There are several points to be considered in this curious story. It is written in all good faith, and is an honest account of what Pitt remembered of events that took place some fifty years previously, when he was a boy.

There is nothing in the first portion of the story that cannot be explained without the intervention of fairies or pixies; but it is not so easy to account for Anne's abstaining wholly from the food of mortals like herself and being sustained on fairy food. It is not uncommon for women to pretend that they do not eat; there have been many "fasting girls," but all have been shown up to be impostors. In this case, however, Anne Jefferies did not pretend to be a fasting girl, but to be nourished by fairies. In the house of the Pitts she might have surreptitiously procured food, but this she could not do in the jail at Bodmin, nor in the house of Justice Tregeagle.

As to the cures she wrought, they are to be put in the same category as faith cures all the world over, whether performed at Lourdes, or by Christian scientists, or by Shamans in the steppes of Tartary.

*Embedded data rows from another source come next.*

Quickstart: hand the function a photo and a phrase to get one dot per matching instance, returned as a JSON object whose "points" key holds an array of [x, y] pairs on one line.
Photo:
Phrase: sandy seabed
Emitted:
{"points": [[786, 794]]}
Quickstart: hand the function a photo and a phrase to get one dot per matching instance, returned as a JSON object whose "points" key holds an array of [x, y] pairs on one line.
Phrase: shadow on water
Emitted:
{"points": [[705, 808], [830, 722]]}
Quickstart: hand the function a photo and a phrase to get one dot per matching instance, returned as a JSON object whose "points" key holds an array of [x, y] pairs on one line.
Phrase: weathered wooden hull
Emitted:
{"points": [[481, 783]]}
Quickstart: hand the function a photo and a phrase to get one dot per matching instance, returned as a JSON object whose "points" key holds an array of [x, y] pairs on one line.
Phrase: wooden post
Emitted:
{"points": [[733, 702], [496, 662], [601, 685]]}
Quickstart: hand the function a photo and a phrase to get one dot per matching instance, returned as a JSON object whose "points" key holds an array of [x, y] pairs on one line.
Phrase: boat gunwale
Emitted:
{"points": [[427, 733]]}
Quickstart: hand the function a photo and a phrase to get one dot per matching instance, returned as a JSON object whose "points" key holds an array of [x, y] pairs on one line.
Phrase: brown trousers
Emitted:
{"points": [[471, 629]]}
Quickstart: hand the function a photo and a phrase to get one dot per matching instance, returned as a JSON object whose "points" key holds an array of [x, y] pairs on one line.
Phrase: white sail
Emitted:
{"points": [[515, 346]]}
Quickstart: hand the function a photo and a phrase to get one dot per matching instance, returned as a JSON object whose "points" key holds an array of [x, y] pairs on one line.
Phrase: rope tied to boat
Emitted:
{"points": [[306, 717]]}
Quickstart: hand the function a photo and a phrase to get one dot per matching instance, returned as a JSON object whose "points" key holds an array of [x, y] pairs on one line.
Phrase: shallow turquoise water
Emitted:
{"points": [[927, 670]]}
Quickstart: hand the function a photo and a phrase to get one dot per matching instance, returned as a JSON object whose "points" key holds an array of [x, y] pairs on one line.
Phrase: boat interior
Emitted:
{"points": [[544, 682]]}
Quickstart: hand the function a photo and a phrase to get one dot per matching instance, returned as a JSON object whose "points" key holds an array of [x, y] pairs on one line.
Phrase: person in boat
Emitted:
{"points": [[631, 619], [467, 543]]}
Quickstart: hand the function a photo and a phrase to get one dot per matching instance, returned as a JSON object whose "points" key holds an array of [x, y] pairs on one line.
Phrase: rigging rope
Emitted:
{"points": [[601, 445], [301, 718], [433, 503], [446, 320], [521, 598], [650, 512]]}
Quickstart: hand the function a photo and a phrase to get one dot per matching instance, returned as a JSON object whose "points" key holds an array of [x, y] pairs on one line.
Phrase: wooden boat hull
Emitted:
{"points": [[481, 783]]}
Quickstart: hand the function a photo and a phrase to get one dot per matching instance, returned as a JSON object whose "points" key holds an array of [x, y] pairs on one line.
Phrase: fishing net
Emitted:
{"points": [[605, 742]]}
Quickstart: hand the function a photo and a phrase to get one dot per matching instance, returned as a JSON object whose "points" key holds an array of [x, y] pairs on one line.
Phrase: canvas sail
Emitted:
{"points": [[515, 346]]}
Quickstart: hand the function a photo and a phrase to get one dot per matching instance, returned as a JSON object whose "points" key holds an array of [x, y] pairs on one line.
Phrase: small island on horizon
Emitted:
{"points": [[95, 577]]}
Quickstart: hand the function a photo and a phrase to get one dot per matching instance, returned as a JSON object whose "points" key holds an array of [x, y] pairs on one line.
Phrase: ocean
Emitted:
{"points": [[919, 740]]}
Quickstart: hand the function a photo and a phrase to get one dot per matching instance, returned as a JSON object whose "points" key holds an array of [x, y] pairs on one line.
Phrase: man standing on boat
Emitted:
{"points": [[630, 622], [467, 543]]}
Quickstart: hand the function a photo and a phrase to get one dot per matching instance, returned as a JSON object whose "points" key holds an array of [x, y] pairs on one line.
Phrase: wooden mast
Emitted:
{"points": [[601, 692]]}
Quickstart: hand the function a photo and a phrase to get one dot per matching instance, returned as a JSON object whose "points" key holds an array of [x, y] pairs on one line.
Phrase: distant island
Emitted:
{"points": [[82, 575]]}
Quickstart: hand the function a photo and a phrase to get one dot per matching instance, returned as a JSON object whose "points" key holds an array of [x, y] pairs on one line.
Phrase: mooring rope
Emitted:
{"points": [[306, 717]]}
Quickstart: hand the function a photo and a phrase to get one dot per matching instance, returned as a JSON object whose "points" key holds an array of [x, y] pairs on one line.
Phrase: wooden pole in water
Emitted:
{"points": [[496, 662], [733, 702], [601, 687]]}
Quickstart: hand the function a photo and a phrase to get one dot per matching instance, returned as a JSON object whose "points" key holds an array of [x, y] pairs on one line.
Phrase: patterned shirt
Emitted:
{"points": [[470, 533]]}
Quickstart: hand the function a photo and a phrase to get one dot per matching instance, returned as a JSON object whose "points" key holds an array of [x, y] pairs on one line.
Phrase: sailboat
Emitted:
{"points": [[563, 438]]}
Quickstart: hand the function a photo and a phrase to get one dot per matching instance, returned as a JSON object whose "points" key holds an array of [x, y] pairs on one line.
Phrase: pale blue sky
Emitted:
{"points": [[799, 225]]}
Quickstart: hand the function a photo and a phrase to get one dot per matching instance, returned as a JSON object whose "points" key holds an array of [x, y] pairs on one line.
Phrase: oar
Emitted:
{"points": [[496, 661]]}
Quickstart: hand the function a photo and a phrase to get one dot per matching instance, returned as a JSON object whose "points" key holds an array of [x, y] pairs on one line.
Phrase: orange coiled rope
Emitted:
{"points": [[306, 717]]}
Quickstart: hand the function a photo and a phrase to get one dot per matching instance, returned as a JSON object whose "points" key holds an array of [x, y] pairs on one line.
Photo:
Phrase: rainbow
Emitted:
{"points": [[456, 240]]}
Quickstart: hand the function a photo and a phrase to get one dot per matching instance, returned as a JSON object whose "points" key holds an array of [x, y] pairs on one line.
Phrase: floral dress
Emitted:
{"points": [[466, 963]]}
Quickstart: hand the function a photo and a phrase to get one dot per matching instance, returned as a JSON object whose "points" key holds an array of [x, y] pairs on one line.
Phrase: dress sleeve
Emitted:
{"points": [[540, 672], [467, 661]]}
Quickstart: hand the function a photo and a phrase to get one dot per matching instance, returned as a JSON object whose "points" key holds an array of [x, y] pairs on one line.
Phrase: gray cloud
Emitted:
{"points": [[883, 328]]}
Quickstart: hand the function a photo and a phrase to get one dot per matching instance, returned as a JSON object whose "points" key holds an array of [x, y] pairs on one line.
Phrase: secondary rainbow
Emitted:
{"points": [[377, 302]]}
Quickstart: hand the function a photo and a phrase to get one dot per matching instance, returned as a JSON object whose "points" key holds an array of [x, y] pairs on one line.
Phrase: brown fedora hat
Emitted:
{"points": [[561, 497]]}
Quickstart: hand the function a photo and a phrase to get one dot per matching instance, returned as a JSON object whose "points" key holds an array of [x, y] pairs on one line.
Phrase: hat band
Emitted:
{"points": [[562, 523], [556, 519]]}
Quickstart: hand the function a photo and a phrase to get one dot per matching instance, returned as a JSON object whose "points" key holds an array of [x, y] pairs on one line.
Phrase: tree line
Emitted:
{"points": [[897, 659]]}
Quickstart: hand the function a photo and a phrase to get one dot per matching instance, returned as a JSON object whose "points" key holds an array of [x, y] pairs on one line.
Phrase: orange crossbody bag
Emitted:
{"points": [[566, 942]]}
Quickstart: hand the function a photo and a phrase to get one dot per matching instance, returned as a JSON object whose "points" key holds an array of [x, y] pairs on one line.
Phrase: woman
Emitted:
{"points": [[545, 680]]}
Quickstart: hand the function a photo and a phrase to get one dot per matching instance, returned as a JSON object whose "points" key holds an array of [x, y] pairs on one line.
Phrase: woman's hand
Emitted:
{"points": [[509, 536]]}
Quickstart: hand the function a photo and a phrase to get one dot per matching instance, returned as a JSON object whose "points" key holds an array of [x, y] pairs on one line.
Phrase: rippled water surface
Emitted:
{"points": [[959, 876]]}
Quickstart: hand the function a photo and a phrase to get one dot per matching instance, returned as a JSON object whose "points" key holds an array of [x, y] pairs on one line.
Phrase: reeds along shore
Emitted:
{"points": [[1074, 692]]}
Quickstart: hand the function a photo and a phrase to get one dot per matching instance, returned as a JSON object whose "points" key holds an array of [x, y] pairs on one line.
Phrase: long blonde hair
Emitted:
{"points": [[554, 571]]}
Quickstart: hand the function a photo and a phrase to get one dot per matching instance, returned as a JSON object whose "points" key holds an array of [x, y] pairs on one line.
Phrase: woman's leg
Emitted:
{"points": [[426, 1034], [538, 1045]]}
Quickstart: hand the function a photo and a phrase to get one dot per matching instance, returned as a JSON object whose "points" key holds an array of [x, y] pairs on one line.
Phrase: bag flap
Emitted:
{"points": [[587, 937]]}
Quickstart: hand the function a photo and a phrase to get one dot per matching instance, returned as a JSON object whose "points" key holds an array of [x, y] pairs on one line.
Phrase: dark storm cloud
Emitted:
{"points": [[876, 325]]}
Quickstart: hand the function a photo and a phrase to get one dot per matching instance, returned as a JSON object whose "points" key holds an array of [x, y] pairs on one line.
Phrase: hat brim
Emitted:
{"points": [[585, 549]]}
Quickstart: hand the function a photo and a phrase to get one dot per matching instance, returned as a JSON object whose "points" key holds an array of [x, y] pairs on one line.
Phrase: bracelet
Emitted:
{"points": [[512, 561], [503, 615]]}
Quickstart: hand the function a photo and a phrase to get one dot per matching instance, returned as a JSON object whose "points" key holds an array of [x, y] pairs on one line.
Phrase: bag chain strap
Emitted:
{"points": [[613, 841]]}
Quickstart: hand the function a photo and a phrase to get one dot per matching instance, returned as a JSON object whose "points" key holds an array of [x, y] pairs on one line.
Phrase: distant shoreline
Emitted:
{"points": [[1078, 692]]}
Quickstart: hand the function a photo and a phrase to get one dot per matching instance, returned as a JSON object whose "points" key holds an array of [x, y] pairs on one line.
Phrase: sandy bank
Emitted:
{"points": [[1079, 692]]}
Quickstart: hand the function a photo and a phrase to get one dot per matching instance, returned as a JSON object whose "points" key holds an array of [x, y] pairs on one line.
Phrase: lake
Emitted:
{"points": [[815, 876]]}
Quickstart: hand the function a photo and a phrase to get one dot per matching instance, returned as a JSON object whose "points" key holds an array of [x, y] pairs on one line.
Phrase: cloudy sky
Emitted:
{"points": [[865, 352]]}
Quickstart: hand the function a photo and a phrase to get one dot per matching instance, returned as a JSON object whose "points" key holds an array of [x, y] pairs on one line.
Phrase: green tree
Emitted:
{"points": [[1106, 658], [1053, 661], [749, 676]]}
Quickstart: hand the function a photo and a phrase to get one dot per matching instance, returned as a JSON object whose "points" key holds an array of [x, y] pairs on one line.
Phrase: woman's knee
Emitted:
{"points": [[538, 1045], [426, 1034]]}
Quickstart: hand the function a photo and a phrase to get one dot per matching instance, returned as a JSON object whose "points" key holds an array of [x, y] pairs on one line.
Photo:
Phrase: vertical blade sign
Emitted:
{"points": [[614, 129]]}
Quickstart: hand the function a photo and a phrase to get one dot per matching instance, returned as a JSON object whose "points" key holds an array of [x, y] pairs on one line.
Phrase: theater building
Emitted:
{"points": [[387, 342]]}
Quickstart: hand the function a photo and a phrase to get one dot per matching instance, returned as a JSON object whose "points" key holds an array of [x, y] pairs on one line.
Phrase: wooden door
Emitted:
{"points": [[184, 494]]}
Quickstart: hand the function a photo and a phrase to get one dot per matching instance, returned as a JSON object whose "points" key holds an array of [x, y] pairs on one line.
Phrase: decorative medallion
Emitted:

Moses Pitt, the writer of the letter, was the son of John Pitt, yeoman, of S. Teath; he was bound apprentice to Robert Litterbury, citizen and haberdasher, in London, for seven years from October 1st, 1654. He became a foreman of the Haberdashers' Company 8th November, 1661, and started as a publisher and speculative builder. In 1680 he began to issue The English Atlas at his shop "The Angel," in S. Paul's Churchyard. It was to be in twelve volumes, and was dedicated to the King, but was never completed, as he got into difficulties. In the first place he became sole executor to a Captain Richard Mill, who had tenant right to the "Blue Boar's Head," in King Street, Westminster, at an annual rent of £20. Pitt had to pay this, and also Captain Mill's widow an annuity of £50. But he found the "Blue Boar's Head" so dilapidated that he had to rebuild it at a heavy outlay before he could let it. Then he had a quarrel with a neighbour about a party wall he was rebuilding, leading to law proceedings, and Pitt was cast in costs and damages. But his most serious loss was entailed by his building a house for Lord Chancellor Jeffreys, which that judge agreed to take at £300 per annum. As part of the land on which it was to be built was Crown property, Jeffreys guaranteed Pitt that he would obtain a lease for ninety-nine years of it, and bade him hurry on the building. When Pitt had spent £4000 on it, Jeffreys was disgraced and fell, owing to the flight of James II and the advent of William of Orange. Pitt, greatly embarrassed for money, fled to Ireland; he mortgaged his estates for £3000, but as his creditors were not satisfied, he was finally arrested and sent to the Fleet Prison April 18th, 1689, where he remained till the 16th May, 1691, when he was transferred to the King's Bench.